I disagree, because you must do the imaging during full load summer time peak usage. otherwise the results are somewhere meaningless.


----------



## MDShunk (Jan 7, 2007)

Spark Master said:


> I disagree, because you must do the imaging during full load summer time peak usage. otherwise the results are somewhere meaningless.


The flip side is that really hateful problems will often show under normal loads. At least you might catch a few, is my theory.


----------



## Industrialsparky (Jul 10, 2012)

I'll have to disagree about the summer time comment you can spot problems even if it isn't dead of summer all tho yes they have to be under a load


----------



## Spark Master (Jul 3, 2012)

I just changed a panel board with a burnt buss bar. thermal imaging only would have shown a problem with the A/C running.

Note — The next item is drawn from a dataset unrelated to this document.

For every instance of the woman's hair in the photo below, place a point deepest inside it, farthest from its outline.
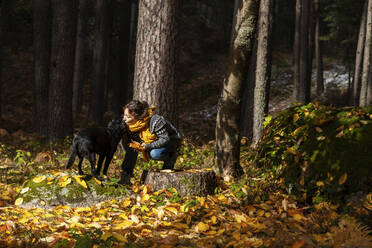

The A/C breaker melted to the buss bar.

But here is the question. After it melted, and cooled off, would it still run hot ????? Eventually there was no voltage to the A/C unit, or intermittent voltage. It lost a phase. But no voltage to the A/C unit, no current flowing to heat up the breaker again. So what would thermal imaging show you after the hot spot cools off???

And roof top units don't draw much current during heating season.


----------



## Industrialsparky (Jul 10, 2012)

You have a good point ! But I must say we use ours almost on a daily basis and it has done wonders but it can do everything just got done with my thermography classes and it's amazing what they can see


----------



## MDShunk (Jan 7, 2007)

Spark Master said:
 

> I just changed a panel board with a burnt buss bar. thermal imaging only would have shown a problem with the A/C running. The A/C breaker melted to the buss bar.
> 
> But here is the question. After it melted, and cooled off, would it still run hot ????? Eventually there was no voltage to the A/C unit, or intermittent voltage. It lost a phase. But no voltage to the A/C unit, no current flowing to heat up the breaker again. So what would thermal imaging show you after the hot spot cools off???
> 
> And roof top units don't draw much current during heating season.


It's just another tool in the toolbox. Doesn't have magical properties. There's no substitute for a thorough visual inspection.


----------



## Industrialsparky (Jul 10, 2012)

Couldn't have said it better my self !


----------